That was really the line of thinking in large parts of the US-government for a while.
Best expressed by no one else than Harry S Truman, who, when a member of the congress complained about the huge amounts of former Nazis in the new intelligence agency the US was building up in post-war Germany (nowadays known as BND), simply replied:
"I don't care if this Gehlen guy [first head of the agency, a former Nazi-general]
is fucking goats - as long as he's helping us, we'll use him".
During the 2nd world-war, if you played your cards well in Germany, you could achieve a lot. Some people early on realized this and built a career on it that often continued after the war. If you had the support of "the system", you had almost unlimited resources at your disposal.
Von Braun used these resources because he had a vision, a dream - and he was crazy and ruthless enough to sacrifice anything to make his dream come true.
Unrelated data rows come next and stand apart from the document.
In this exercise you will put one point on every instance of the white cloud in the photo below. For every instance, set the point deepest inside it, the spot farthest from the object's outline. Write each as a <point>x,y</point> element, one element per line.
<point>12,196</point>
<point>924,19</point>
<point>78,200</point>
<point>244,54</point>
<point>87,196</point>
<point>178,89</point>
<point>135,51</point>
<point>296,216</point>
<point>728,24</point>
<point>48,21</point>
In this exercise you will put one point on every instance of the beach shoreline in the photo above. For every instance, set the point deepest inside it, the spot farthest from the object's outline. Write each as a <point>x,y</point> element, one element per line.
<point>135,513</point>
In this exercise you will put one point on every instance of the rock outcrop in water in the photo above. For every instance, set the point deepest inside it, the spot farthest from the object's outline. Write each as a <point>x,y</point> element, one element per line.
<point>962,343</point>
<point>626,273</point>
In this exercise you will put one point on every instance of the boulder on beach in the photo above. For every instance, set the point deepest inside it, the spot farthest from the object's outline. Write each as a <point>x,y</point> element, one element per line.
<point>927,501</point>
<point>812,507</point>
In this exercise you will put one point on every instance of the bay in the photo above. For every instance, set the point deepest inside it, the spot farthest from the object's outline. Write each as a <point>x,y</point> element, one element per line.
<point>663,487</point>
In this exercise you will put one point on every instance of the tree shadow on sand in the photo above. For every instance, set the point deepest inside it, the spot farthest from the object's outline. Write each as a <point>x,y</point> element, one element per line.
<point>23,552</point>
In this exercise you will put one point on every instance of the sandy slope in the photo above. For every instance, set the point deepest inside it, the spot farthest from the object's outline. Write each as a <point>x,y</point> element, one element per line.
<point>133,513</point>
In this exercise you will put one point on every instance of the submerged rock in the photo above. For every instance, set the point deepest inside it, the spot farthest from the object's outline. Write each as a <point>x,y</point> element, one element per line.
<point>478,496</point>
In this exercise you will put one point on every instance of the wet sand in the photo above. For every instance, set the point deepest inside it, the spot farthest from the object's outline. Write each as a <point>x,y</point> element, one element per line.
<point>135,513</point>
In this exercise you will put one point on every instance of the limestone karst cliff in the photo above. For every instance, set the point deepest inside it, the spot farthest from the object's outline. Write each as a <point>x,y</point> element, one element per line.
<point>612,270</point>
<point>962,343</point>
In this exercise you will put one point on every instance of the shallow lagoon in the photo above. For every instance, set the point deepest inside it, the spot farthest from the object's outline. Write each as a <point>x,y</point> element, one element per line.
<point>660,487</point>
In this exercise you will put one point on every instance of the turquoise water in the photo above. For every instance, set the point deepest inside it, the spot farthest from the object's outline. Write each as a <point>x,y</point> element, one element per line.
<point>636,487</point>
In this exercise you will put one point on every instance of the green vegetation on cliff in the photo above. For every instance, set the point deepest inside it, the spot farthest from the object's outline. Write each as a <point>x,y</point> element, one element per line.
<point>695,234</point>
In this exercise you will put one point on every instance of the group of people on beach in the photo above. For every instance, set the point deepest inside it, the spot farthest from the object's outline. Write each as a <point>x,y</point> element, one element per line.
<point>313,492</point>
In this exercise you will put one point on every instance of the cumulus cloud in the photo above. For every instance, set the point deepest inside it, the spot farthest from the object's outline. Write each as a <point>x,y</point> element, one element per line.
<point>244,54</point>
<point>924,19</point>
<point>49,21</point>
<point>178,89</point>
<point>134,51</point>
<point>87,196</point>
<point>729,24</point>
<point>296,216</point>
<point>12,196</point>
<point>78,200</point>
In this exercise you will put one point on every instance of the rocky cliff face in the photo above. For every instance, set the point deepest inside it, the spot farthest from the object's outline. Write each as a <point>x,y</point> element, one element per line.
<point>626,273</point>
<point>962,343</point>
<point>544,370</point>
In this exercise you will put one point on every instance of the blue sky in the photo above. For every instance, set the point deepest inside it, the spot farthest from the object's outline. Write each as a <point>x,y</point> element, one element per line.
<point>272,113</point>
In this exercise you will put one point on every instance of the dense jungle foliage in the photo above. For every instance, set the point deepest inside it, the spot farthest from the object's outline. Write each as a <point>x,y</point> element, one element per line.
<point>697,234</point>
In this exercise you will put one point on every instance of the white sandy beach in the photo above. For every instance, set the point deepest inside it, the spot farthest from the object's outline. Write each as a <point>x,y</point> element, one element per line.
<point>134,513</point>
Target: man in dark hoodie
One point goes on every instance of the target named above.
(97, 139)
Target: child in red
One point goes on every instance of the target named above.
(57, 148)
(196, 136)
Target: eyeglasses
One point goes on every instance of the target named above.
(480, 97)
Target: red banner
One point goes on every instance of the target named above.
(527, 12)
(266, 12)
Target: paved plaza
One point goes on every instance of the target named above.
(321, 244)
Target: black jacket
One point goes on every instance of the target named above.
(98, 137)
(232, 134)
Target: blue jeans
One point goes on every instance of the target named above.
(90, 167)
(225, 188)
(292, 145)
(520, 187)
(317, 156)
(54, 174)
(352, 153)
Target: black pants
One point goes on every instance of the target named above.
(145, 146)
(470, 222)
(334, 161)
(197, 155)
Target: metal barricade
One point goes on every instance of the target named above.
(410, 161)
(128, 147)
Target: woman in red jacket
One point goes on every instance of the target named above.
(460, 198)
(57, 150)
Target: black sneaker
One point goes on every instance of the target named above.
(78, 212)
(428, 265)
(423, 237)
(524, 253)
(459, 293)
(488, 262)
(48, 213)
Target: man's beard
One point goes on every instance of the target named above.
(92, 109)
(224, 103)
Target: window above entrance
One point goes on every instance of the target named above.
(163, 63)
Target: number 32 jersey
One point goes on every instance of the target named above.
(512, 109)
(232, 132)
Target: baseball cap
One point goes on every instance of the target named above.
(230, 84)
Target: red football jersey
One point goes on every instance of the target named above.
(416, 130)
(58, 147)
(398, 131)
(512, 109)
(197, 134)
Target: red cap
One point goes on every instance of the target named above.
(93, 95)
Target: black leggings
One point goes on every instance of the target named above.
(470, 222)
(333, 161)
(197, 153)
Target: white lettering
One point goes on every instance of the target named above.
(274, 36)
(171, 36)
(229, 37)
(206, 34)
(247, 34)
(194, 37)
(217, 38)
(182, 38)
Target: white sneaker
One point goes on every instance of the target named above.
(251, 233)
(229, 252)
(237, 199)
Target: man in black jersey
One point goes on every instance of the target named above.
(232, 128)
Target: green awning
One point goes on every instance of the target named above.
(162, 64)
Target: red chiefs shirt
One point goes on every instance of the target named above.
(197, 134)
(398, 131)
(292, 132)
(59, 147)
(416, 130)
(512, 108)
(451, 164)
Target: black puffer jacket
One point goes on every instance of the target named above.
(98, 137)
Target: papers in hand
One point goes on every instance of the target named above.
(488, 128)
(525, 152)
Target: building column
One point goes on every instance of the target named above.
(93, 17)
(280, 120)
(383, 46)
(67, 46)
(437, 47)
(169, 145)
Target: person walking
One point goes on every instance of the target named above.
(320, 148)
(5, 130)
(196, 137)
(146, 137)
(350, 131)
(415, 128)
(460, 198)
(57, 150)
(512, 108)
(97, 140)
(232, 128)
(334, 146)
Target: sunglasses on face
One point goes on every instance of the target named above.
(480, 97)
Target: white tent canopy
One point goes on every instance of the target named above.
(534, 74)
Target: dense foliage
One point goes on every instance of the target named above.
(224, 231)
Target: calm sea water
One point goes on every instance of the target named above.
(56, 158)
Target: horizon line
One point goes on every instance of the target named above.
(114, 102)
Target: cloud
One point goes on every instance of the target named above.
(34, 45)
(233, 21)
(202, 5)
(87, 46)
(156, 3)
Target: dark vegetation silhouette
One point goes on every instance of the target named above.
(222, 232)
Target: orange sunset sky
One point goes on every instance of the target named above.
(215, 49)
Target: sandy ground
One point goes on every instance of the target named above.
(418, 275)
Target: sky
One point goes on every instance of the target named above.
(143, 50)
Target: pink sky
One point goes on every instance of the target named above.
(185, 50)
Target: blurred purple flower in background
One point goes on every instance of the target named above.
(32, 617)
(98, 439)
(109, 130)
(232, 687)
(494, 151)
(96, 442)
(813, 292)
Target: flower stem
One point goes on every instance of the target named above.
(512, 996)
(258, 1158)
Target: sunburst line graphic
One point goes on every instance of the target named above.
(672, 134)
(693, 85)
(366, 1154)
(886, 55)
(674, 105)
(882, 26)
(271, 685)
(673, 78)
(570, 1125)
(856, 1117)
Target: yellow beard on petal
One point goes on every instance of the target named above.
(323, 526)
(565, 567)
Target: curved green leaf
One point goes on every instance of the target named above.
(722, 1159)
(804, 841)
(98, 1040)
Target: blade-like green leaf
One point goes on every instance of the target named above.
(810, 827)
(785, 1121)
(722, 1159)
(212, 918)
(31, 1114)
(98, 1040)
Like the above mentioned Gehlen, he was also bold enough to change sides when the right time had come - knowing that the work he had done and the ideas in his head were more interesting to the Allies than the rest of what had happened during the war.
People from the UK (where V2 rockets hit mostly) are usually furious when you mention the name - they'd have probably wanted to put him up for trial in Nuremberg and seen him hanging - but his work, his men and he himself were already too important by the time the court was setup - and the cold-war had already started.